The US still remains a global power. But unlike the past, the US lacks the industrial base to ‘make America strong’. Industry is subordinated to finance; technological innovations are not linked to skilled labor to increase productivity.
Trump relies on sanctions and they have failed to undermine regional influentials. Sanctions may temporarily reduce access to US markets but we have observed that new trade partners take their place. Trump has gained client regimes in Latin America, but the gains are precarious and subject to reversal.
Under the Trump regime, big business and bankers have increased prices in the stock market and even the rate of growth of the GDP, but he confronts severe domestic political instability, and high levels of turmoil among the branches of government. In pursuit of loyalty over competence, Trump’s appointments have led to the ascendancy of cabinet officials who seek to wield unilateral power which the US no longer possesses.

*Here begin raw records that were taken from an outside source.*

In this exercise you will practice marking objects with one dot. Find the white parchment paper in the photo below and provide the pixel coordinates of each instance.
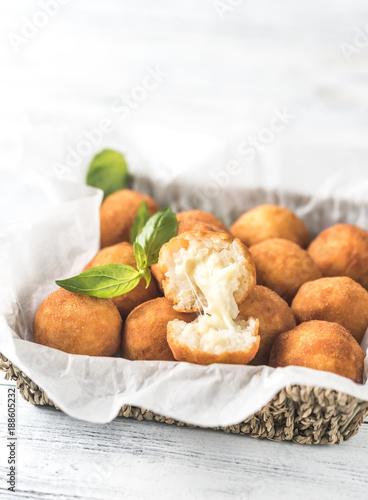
(57, 244)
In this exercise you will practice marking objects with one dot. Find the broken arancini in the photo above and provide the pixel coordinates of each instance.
(78, 324)
(209, 272)
(117, 214)
(122, 253)
(274, 315)
(145, 331)
(270, 221)
(322, 346)
(342, 250)
(183, 227)
(283, 266)
(338, 300)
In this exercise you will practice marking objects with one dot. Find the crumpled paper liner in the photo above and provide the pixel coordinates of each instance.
(57, 244)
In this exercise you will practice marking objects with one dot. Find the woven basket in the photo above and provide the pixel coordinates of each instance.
(305, 415)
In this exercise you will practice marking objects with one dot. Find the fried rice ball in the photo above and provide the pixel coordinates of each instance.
(145, 331)
(122, 253)
(283, 266)
(342, 250)
(201, 216)
(274, 316)
(322, 346)
(78, 324)
(183, 227)
(270, 221)
(338, 300)
(209, 272)
(117, 214)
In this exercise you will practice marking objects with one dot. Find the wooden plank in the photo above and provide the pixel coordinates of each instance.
(61, 456)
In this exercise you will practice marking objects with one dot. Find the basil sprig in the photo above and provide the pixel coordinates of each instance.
(117, 279)
(108, 171)
(103, 281)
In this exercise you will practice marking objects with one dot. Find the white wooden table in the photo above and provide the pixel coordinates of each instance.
(59, 457)
(262, 54)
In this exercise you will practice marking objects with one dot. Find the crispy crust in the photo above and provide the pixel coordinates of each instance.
(322, 346)
(182, 241)
(78, 324)
(182, 352)
(274, 315)
(122, 253)
(270, 221)
(201, 216)
(145, 331)
(117, 214)
(283, 266)
(183, 227)
(339, 300)
(342, 250)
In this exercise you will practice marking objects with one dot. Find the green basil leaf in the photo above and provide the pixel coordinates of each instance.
(140, 256)
(140, 220)
(146, 274)
(103, 281)
(108, 171)
(160, 228)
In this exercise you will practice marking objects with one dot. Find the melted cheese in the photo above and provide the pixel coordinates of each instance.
(215, 278)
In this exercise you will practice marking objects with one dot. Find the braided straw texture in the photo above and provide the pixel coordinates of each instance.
(303, 414)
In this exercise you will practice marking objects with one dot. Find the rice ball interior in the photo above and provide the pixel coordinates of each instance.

Elliot Abrams can massacre a quarter-million Central Americans with impunity, but he has failed to impose US power over Venezuela and Cuba. Pompeo can threaten North Korea, Iran and China but these countries fortify alliances with US rivals and competitors. Bolton can advance the interests of the fabricated Zionist regime but their conversations take place in a telephone booth – it lacks resonance with any major powers.
Trump has won a presidential election, he has secured concessions from some countries but he has alienated regional and diplomatic allies. Trump claims he is making America strong, but he has undermined lucrative strategic multi-lateral trade agreements.
US ‘Global Power’ does not prosper with bully-tactics. Projections of power alone, have failed – they require recognition of realistic economic limitations and the losses from regional wars.